Estimation of the overdispersion parameter, c, for the global model is one of the key issues in applying Program MARK to encounter data.  The parametric bootstrap goodness-of-fit procedure was an attempt to develop a general procedure, but was found to be biased for Cormack-Jolly-Seber (CJS) data (White 2002)Program RELEASE provides useful goodness-of-fit (GOF) tests and estimates of c for the CJS data type, and programs ESTIMATE and BROWNIE provide similar capabilities for dead recovery data.  However, most of the data types in MARK do not have a useful GOF procedure to assess the validity of the global model.  The median chat procedure is an attempt to develop a general approach to the estimation of c.

Likelihood theory leads to the deviance and its associated degrees of freedom as a measure of the GOF of a model, with chat estimated as deviance/df.  Deviance is defined as the difference between -2log Likelihood for the model of interest and the -2log Likelihood of the saturated model.  Asymptotically, the deviance statistic is chi-square distributed.  However, for finite sample sizes, the deviance is not closely enough distributed as chi-square to be generally useful.  The median chat routine is an attempt to correct for the bias of the deviance chat.

The median chat approach is to simulate data with a range of c values, obtaining a deviance chat = deviance/df for each of the simulated data sets.  Then, a logistic regression is performed to estimate the value of c to simulate that would result in 1/2 of the simulated deviance/df values greater than the observed deviance/df, and hence 1/2 of the simulated values less than the observed deviance/chat.  The procedure requires the user to specify the range of c values to simulate (lower and upper bounds, and the total number of points based on these bounds), and the number of replicate simulations to generate for each of the specified range of c values.  Typically, a small set of c values over a wide range should be used to generate the resulting deviance/df values, to find out the approximate range in which to simulate c to focus the simulated data around the likely value of c that will result.  The logistic regression analysis is performed by MARK as a known fate model.  Output consists of the estimated value of c and a SE derived from the logistic regression analysis, with these estimates provided in a notepad window preceding the known fate output..  In addition, a graph of the observed proportions along with the predicted proportions based on the logistic regression model is provided.  The initial dialog box where the simulation parameters are specified also has a check box to request an Excel spreadsheet to contain the simulated values.  This spreadsheet is useful for additional analyses, if desired.

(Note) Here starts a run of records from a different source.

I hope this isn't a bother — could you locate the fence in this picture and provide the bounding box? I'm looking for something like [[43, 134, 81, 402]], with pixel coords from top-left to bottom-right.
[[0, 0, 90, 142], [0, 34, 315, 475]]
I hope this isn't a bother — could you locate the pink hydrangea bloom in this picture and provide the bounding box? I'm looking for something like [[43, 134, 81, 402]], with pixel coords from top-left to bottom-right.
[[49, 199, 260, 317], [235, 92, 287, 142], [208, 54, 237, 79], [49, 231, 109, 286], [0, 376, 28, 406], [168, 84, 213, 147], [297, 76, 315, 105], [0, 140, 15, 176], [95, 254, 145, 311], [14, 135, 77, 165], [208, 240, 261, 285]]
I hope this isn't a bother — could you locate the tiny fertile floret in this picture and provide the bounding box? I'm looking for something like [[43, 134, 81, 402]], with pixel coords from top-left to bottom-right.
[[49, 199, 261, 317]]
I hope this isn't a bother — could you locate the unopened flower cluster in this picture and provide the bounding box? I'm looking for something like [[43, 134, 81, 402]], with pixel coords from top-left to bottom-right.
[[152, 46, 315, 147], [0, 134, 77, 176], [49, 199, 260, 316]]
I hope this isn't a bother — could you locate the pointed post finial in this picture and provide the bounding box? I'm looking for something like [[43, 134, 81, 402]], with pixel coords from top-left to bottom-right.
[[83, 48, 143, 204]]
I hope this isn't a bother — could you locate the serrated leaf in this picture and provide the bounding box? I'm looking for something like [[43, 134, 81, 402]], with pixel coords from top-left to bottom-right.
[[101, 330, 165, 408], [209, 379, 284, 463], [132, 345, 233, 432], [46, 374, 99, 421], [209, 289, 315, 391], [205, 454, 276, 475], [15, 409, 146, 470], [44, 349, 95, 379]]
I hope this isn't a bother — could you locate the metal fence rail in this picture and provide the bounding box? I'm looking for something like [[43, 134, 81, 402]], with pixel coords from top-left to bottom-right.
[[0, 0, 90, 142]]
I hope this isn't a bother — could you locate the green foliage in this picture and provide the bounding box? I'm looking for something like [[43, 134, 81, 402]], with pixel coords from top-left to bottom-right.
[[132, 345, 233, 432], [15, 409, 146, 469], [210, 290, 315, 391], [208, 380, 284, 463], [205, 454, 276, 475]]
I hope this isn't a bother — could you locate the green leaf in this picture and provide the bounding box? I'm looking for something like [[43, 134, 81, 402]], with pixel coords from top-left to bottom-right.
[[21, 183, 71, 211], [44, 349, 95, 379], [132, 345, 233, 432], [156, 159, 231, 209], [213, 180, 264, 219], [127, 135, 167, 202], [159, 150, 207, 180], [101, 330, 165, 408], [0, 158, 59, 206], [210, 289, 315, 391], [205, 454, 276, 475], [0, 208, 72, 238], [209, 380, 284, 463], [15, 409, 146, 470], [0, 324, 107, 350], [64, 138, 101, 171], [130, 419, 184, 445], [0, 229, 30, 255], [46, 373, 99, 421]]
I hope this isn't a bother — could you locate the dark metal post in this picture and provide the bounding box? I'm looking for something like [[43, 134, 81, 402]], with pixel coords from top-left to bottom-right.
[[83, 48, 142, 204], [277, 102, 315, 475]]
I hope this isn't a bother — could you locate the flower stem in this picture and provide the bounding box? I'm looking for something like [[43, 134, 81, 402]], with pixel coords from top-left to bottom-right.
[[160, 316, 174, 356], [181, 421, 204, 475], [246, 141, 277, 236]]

The median chat approach appears to work well.  In comparisons for the CJS data type to the RELEASE model, the median chat is biased high, as much as 15% in one case of phi = 0.5 with 5 occasions.  However, the median chat has a much smaller standard deviation for the sampling distribution than the chat estimated by RELEASE.  That is, the mean squared error (MSE) for the median chat is generally about 1/2 of the MSE for the RELEASE estimator.  Thus, on average, the median chat is closer to truth than the RELEASE chat, even though the median chat is biased high.

One of the current limitations of the median chat goodness-of-fit procedure is that individual covariates are not allowed. This is because the real parameters are passed to the simulator to generate the simulated data -- a fix to avoid having to deal with the multitude of link functions in the true model.